Este potencial de distribuição e disseminação potenciou a investigação informática na criptovirologia, usando as semelhanças do que ocorria no campo biológico. Em resumo, um vírus informático disseminava-se, nas devidas circunstâncias e ambiente propício, como um vírus biológico, oportunista e com o objectivo de infectar o seu "hóspede" para poder sobreviver ou obter qualquer tipo de lucro.
No trabalho de 1996, "Cryptovirology: Extortion-Based Security Threats and Countermeasures", investigadores detalham como a ideia de um vírus informático distribuído pode conseguir um "explícito controlo de acesso a informações em máquinas infectadas, desde que não seja detectado suficientemente cedo e destruído vigorosamente". Desta forma, "os vírus podem ser usados como ferramentas de extorsão, potenciais actividades criminosas e como munições no contexto da guerra de informação, ao invés da sua reputação tradicional de serem apenas uma fonte de perturbação e aborrecimento".
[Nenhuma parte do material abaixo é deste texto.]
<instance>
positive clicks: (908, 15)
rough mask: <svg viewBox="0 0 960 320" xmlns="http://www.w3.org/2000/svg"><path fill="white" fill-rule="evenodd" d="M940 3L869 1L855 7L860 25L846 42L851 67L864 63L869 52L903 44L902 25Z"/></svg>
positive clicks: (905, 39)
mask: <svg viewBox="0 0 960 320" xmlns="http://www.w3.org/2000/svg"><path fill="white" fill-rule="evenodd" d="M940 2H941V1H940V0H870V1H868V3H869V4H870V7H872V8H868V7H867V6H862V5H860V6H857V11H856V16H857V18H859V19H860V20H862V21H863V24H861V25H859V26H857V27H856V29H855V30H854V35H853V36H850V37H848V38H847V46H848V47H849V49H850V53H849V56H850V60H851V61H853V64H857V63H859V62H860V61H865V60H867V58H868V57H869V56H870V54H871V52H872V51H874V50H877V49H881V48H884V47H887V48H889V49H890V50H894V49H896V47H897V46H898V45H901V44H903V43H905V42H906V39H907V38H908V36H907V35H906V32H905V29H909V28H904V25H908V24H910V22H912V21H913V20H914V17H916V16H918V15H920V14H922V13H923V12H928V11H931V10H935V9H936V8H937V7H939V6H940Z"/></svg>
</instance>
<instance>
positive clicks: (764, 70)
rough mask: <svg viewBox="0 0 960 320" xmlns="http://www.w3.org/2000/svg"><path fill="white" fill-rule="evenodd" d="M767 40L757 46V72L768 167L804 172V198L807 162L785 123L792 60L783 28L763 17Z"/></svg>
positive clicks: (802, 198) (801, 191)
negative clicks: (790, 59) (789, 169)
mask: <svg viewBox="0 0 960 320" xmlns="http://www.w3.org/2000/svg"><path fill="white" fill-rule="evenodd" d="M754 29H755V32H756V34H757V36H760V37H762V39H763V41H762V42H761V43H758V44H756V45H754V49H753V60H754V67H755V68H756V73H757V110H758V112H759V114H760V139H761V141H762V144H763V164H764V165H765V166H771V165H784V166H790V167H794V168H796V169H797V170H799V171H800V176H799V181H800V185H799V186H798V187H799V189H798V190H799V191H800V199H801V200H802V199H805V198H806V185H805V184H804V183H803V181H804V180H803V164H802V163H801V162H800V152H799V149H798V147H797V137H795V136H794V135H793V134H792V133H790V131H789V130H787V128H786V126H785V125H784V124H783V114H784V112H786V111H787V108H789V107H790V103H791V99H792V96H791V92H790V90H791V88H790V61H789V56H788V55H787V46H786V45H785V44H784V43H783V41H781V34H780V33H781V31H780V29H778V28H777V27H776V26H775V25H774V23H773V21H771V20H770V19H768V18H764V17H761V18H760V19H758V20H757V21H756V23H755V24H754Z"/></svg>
Num outro artigo de 2004, "Online extortion works", o consultor de segurança Scott Granneman sintetizava o problema que organizações como a Netflix defrontam quando ocorrem situações de ciber-extorsão: "existem três opções: contra-ataque, pagar ou contactar as autoridades. Eu não recomendo o contra-ataque; isso irá envolver todos os envolvidos numa guerra de desgaste que nunca se vai ganhar. Pagar? É fácil para mim, sentado ao meu computador, dizer-lhe para nunca fazer isso, mas entendo que as situações podem ser complicadas. Odeio ver criminosos ganharem, no entanto, e sei que você também. Isto deixa o contacto com as autoridades... em silêncio".
Em resumo, "pagar ou não pagar: essa é a questão. Cada vez mais, pode ser uma pergunta que tem de se preparar para responder".
Qual foi então a resposta da Netflix a este problema? Segundo um comunicado, a empresa está "ciente da situação: um produtor usado por vários grandes estúdios de TV teve a sua segurança comprometida e as autoridades pela aplicação da lei estão envolvidas".